Direktur Eksekutif Nasional Wahana Lingkungan Hidup Indonesia (Walhi), Zenzi Suhadi, juga menyoroti pentingnya hubungan spiritual masyarakat Melayu dengan tanah kelahiran mereka. “Bagi masyarakat Melayu, tanah air adalah tempat tali pusar mereka dikuburkan. Ini bukan hanya soal tempat tinggal, tetapi panggilan spiritual,” jelas Zenzi.
Menurutnya, masyarakat Melayu Pulau Rempang mewarisi semangat perlawanan dari leluhur mereka, yang menolak tunduk kepada penjajah. Karena itu, ketika pemerintah memaksa mereka meninggalkan tanah kelahiran, penolakan adalah sikap yang alami.

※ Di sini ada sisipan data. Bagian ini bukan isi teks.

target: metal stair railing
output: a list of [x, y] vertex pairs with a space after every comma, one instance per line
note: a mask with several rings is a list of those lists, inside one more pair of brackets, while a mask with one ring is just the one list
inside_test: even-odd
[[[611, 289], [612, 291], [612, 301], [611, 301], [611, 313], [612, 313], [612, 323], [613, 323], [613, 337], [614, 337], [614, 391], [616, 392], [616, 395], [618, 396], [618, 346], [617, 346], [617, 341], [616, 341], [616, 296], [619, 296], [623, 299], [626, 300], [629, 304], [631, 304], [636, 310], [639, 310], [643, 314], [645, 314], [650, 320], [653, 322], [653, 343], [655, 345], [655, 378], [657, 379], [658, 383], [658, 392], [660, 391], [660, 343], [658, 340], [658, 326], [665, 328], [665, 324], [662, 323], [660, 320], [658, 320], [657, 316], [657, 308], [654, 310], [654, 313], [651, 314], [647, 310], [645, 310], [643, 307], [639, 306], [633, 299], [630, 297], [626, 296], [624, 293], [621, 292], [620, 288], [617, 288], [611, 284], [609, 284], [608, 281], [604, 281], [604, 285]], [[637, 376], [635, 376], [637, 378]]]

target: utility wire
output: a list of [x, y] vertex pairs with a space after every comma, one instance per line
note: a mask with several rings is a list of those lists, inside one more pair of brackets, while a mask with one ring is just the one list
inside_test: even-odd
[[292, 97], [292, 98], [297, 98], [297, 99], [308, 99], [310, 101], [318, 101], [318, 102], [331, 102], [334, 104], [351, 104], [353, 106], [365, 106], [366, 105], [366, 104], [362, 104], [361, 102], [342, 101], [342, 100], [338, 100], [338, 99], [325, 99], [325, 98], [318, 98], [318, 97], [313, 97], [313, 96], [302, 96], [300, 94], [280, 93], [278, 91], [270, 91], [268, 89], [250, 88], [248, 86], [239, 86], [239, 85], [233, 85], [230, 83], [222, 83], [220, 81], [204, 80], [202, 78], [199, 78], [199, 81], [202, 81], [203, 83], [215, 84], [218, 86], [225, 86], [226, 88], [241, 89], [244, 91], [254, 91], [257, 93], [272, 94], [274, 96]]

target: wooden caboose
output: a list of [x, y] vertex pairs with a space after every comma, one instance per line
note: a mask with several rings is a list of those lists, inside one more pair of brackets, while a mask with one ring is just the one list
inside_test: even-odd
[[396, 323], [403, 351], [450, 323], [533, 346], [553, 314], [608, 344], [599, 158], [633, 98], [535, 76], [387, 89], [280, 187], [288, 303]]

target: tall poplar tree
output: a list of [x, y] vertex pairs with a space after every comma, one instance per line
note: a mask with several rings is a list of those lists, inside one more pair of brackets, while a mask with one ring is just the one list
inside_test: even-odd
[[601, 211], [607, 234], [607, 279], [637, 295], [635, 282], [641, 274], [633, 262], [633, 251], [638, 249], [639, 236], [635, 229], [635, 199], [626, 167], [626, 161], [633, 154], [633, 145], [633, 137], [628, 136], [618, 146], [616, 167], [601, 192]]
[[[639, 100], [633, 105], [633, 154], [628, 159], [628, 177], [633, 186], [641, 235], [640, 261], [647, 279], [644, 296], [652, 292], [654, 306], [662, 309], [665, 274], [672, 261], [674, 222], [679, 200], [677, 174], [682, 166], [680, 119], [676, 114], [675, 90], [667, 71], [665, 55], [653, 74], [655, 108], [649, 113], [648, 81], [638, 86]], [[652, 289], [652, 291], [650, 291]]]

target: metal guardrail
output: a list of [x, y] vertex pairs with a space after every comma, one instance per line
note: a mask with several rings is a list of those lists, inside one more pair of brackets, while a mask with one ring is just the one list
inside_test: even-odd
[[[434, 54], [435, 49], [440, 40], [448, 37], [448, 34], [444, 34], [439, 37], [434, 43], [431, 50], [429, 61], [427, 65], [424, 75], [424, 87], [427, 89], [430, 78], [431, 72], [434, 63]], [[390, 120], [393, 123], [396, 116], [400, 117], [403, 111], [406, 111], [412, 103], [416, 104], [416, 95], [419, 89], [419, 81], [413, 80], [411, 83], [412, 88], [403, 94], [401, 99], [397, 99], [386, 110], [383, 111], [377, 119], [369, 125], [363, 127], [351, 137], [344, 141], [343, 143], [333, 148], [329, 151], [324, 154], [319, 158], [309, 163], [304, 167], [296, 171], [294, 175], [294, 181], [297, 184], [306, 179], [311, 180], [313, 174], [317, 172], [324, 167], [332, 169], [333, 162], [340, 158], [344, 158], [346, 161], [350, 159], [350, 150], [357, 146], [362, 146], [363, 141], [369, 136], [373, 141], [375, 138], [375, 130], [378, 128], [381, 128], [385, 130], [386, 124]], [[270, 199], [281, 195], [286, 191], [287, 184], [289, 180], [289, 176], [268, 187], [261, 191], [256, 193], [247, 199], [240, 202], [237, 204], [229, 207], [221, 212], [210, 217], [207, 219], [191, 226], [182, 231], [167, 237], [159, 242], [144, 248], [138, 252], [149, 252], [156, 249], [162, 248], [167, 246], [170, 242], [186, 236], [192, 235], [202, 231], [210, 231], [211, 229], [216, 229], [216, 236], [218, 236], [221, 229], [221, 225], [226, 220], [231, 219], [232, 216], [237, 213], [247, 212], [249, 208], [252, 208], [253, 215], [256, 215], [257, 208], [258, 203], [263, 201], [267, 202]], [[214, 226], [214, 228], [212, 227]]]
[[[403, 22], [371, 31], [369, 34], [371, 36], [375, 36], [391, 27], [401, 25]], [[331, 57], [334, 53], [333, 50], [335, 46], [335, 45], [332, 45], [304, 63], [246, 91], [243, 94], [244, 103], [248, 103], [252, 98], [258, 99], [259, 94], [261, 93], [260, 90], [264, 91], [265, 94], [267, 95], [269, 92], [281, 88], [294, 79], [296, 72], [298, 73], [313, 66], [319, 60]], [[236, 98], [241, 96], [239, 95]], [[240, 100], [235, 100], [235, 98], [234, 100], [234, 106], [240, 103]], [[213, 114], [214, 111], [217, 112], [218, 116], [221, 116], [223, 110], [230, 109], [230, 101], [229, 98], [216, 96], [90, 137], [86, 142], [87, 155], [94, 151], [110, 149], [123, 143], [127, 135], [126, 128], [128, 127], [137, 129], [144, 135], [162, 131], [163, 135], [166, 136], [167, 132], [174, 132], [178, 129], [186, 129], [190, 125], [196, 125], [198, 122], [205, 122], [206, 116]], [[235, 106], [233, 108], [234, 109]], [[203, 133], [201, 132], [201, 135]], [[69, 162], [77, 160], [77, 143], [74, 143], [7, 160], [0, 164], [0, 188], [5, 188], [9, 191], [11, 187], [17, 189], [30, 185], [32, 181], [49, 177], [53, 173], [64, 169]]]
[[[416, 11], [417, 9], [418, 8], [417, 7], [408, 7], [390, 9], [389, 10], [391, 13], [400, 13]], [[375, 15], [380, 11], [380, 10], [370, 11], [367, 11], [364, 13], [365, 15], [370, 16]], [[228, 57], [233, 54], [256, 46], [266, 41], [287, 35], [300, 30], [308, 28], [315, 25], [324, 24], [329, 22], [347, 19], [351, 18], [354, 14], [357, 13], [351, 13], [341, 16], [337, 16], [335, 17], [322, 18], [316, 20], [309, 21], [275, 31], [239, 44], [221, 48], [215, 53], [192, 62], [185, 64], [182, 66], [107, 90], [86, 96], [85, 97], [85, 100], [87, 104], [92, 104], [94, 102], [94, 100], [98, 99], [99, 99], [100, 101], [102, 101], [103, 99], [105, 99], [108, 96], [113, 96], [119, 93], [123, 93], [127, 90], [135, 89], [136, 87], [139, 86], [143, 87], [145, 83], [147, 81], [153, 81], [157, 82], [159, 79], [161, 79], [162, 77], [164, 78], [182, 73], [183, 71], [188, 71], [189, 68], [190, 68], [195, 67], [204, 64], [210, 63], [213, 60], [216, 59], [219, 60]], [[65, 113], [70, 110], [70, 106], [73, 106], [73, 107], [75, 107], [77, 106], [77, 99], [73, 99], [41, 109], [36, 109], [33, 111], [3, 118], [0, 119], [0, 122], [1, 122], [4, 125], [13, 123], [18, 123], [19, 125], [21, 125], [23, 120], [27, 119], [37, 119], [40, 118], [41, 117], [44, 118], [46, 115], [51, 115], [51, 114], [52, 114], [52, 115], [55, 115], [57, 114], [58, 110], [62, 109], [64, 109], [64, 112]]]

Zenzi juga mengkritik pengembangan Pulau Batam sebagai kawasan pelabuhan bebas sejak 1978, yang kemudian diperluas hingga ke Rempang dan Galang pada 1993. Ia menilai, kawasan pelabuhan bebas tersebut lebih menguntungkan negara tetangga, Singapura, terutama melalui praktik penyelundupan yang merugikan perekonomian Indonesia.
Zenzi menegaskan bahwa pemerintah harus mengambil tindakan korektif dengan membatalkan PSN Rempang Eco City, serta mempertimbangkan pembubaran Otorita Batam (Badan Pengusahaan Batam) demi mengembalikan pengelolaan wilayah tersebut ke tangan pemerintah daerah.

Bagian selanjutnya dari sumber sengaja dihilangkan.